A quick prayer stop in hard times
Standing in City Hall’s marble lobby, unemployed autoworker Rick Litwin and his wife, Maria, waited beneath the maroon vinyl banner of the public prayer station.
Rick, Bible in hand, greeted every passerby with the same question: “Do you need a prayer today?”
There weren’t a lot of takers, but Litwin figured that in a city with a nearly 17% unemployment rate, there could be no shortage of need.
“It’s sad to realize that people have to get so low before they find their faith,” said Litwin, 47. “And it’s sad to see how far we’ve fallen.”
Warren, which sprawls across the industrial landscape just north of Detroit, has one of the highest unemployment rates in the country. At least a third of its 138,000 residents rely on the foundering automotive industry for their livelihood.
And so since February, the Tabernacle church, a small Pentecostal parish of 200, has been running the prayer station at City Hall.
“We figured out pretty fast that people had lost faith in the auto industry, and lost faith in the state. But they still were reaching for something to believe in,” said Pastor Darius Walden.
With many of the city’s factories furloughed and shopping areas emptying out, City Hall seemed a perfect spot.
Warren’s main library branch is on the ground floor, behind a four-story wall of glass and an atrium crisscrossed with gunmetal-gray beams. Its computer lab is routinely full, with patrons applying for unemployment or filling out job applications. Parents and children crowd the stacks, searching for books and DVDs.
Three days a week, volunteers from the Tabernacle, such as the Litwins, and from several other parishes sit at a folding table and offer to pray with strangers. In the hubbub of City Hall, passersby have mistaken the prayer volunteers for protesters.
Time and again, people ask if they are breaking the law. (The American Civil Liberties Union in Michigan has no complaints: City policy allows any group, religious or not, to reserve lobby space.)
Others mistake the station for City Hall’s information desk. “Do you guys know where the restroom is?” a mother asked on a recent morning, shouting over her toddler’s temper tantrum.
Maria Litwin pointed. “Down there, on the left.”
And then there are those who want to pray. These days, the station volunteers average 125 prayers a week.
Word of the prayer station has spread as the City Hall crowds have grown. The manager of a 7-Eleven wants a station set up next to his soda machines. So does the owner of a ConocoPhillips gas station.
After nearly five months, the Litwins remember a blur of faces and first names: Daniel was looking for a job after the death of his wife. Dave needed guidance after losing his factory job. Roxanne, a housecleaner, skipped meals to pay the bills and buy clothes for her children.

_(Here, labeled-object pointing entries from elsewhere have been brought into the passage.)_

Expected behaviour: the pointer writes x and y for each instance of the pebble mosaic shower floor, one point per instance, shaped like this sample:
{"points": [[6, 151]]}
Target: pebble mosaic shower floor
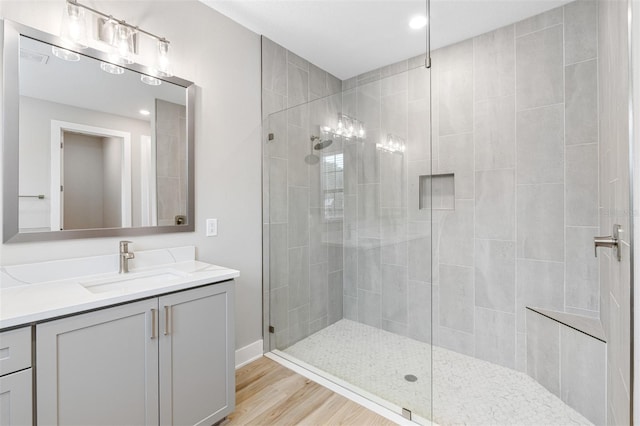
{"points": [[467, 390]]}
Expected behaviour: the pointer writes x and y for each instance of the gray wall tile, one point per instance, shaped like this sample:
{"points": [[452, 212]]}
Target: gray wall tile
{"points": [[494, 63], [539, 68], [369, 211], [583, 374], [394, 293], [543, 351], [297, 85], [336, 301], [456, 155], [369, 308], [274, 67], [581, 105], [495, 133], [455, 88], [495, 207], [299, 289], [580, 31], [298, 216], [369, 267], [278, 255], [540, 222], [582, 185], [299, 144], [456, 236], [495, 336], [278, 197], [456, 340], [540, 285], [456, 298], [419, 311], [540, 145], [319, 291], [495, 275], [538, 22]]}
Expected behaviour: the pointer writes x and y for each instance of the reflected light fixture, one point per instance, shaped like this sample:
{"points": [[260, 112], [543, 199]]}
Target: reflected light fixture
{"points": [[111, 68], [393, 144], [348, 127], [65, 54], [418, 22], [151, 81], [120, 36]]}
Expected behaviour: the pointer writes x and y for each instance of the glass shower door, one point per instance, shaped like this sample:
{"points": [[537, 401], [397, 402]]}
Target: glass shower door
{"points": [[349, 189]]}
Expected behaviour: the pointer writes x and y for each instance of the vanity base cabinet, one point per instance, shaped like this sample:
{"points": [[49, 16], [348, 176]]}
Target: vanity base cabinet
{"points": [[16, 407], [167, 360], [197, 357], [99, 368]]}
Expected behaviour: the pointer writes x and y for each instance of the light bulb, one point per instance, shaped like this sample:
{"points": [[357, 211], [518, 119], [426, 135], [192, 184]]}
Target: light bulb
{"points": [[65, 54], [164, 63]]}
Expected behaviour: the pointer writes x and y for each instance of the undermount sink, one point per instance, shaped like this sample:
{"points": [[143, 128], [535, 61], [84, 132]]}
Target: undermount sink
{"points": [[133, 281]]}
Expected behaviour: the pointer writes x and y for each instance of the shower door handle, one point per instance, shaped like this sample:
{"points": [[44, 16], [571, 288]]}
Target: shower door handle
{"points": [[610, 241]]}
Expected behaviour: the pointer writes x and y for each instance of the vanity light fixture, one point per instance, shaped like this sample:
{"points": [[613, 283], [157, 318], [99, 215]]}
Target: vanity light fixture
{"points": [[348, 127], [151, 81], [65, 54], [111, 68], [117, 33], [392, 144]]}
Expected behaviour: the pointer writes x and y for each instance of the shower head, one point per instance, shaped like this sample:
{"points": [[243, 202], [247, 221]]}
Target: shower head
{"points": [[321, 144]]}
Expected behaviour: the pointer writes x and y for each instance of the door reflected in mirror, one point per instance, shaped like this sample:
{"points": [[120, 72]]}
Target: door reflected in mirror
{"points": [[98, 149]]}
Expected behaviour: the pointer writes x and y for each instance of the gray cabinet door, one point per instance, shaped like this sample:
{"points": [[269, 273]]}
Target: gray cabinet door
{"points": [[197, 381], [99, 368], [16, 408]]}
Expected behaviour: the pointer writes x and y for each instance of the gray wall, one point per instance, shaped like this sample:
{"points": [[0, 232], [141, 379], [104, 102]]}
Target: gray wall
{"points": [[514, 115], [303, 250], [614, 202], [223, 59]]}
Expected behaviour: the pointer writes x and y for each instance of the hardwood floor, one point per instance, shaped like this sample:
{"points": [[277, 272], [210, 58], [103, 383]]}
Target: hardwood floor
{"points": [[270, 394]]}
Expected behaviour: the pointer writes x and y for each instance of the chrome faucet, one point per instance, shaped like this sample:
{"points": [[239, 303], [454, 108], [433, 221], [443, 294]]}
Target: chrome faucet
{"points": [[125, 256]]}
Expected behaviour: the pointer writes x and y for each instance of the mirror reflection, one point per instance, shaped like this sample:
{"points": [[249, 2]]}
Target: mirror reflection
{"points": [[100, 146]]}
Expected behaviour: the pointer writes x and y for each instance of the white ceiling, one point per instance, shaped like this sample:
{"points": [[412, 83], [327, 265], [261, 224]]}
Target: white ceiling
{"points": [[350, 37]]}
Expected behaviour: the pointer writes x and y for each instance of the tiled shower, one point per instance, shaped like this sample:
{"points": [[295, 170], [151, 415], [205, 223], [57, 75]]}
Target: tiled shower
{"points": [[488, 205]]}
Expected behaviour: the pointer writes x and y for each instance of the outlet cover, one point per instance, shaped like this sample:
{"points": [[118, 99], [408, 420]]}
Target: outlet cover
{"points": [[212, 227]]}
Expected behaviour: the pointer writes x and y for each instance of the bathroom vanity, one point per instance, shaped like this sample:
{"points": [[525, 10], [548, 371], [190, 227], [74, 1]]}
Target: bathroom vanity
{"points": [[153, 346]]}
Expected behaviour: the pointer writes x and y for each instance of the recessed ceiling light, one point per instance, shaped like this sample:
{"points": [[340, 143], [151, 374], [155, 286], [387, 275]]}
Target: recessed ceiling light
{"points": [[418, 22]]}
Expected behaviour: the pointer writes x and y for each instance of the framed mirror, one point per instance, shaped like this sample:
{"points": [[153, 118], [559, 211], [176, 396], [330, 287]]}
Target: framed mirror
{"points": [[91, 148]]}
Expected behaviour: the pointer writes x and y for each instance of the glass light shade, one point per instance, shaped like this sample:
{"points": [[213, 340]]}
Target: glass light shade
{"points": [[111, 68], [74, 25], [65, 54], [151, 81], [163, 66], [123, 44]]}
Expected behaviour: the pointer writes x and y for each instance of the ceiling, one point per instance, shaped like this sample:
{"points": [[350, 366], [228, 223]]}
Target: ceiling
{"points": [[350, 37]]}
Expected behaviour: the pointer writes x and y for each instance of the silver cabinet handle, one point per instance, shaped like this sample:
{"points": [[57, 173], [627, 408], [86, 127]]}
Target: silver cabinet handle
{"points": [[610, 241], [153, 324], [167, 310]]}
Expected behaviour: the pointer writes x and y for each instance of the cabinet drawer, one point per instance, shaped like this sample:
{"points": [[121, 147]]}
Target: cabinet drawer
{"points": [[15, 350]]}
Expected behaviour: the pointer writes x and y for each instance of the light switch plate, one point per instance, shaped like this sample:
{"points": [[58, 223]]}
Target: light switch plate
{"points": [[212, 227]]}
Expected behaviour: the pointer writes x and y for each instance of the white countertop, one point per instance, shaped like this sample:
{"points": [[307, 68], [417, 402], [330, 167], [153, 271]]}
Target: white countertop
{"points": [[40, 291]]}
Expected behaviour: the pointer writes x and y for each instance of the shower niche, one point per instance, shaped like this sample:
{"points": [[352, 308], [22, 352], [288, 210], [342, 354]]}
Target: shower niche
{"points": [[437, 189]]}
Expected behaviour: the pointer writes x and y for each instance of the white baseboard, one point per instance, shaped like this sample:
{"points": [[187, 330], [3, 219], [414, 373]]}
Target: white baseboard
{"points": [[249, 353]]}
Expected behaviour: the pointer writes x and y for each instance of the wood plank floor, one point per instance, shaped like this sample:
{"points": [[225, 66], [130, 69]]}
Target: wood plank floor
{"points": [[270, 394]]}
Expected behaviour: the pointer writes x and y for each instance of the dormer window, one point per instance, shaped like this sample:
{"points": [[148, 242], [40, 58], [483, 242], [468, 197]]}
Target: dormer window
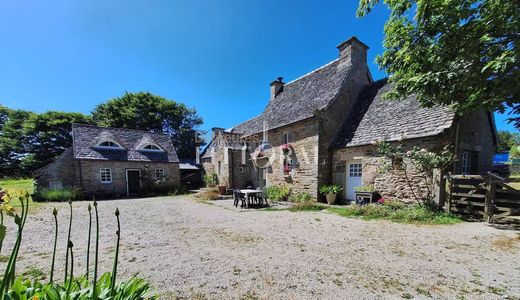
{"points": [[152, 147], [109, 145]]}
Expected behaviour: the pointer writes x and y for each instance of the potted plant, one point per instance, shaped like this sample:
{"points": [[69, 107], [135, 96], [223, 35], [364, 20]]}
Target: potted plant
{"points": [[286, 148], [365, 194], [330, 192]]}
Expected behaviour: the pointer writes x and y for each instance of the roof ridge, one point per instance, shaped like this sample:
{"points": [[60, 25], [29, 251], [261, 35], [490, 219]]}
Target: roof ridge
{"points": [[121, 128], [313, 71]]}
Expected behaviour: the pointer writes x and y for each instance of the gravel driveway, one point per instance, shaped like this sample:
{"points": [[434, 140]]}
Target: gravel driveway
{"points": [[190, 249]]}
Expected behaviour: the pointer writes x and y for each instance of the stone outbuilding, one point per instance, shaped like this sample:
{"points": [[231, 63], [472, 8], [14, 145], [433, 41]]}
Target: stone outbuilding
{"points": [[322, 127], [113, 162]]}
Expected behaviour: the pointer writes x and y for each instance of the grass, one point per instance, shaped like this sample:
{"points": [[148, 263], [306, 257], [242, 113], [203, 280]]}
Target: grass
{"points": [[410, 214], [515, 185], [20, 185]]}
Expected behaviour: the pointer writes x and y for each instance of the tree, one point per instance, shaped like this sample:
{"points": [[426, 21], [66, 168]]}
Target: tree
{"points": [[459, 53], [12, 148], [146, 111], [507, 140], [47, 135]]}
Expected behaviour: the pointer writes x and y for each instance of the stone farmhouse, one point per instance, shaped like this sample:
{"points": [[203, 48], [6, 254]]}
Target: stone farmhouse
{"points": [[112, 161], [322, 128]]}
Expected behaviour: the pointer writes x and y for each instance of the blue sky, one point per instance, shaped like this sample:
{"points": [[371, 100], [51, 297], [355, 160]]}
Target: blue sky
{"points": [[216, 56]]}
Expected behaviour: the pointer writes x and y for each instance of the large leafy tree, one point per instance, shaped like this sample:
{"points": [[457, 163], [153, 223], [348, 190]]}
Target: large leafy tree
{"points": [[507, 140], [12, 147], [47, 135], [146, 111], [461, 53]]}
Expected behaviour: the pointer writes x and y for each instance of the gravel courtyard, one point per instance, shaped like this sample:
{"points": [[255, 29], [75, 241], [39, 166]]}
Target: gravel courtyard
{"points": [[189, 249]]}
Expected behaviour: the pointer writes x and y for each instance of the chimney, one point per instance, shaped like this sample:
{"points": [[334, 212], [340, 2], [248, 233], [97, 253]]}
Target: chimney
{"points": [[216, 131], [353, 52], [276, 87]]}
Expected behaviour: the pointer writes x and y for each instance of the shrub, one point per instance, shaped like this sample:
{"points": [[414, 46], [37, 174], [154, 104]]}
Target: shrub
{"points": [[278, 192], [398, 212], [211, 179], [63, 194], [300, 198], [330, 189], [208, 195], [394, 204]]}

“Their stories put our own lives into perspective,” said Maria Litwin, 45.
Rick Litwin had worked at the Chrysler truck plant, assembling motors and doors on Dodge Dakotas. Maria came from a Chrysler family. She runs a small beauty salon out of their home, raising their three children and her autistic 14-year-old brother.
“Rick lost his job and everything changed,” Maria said.
So when Claire Martin walked out of the library with a stack of books about how to file for bankruptcy, the Litwins could relate.
“All four of my kids are in trouble,” said Martin, 74. “They’re in construction at GM. One calls one day, another the next. I’m exhausted.”
“Would you like to pray? Or have us pray for you?” Rick asked.
Martin hadn’t been to church in ages. She shrugged and said, “It can’t hurt.”
The Litwins stepped around the table and took Martin’s hands.
A few feet away, city maintenance workers began scrubbing the floor. Steam hissed, drowning out Rick’s voice.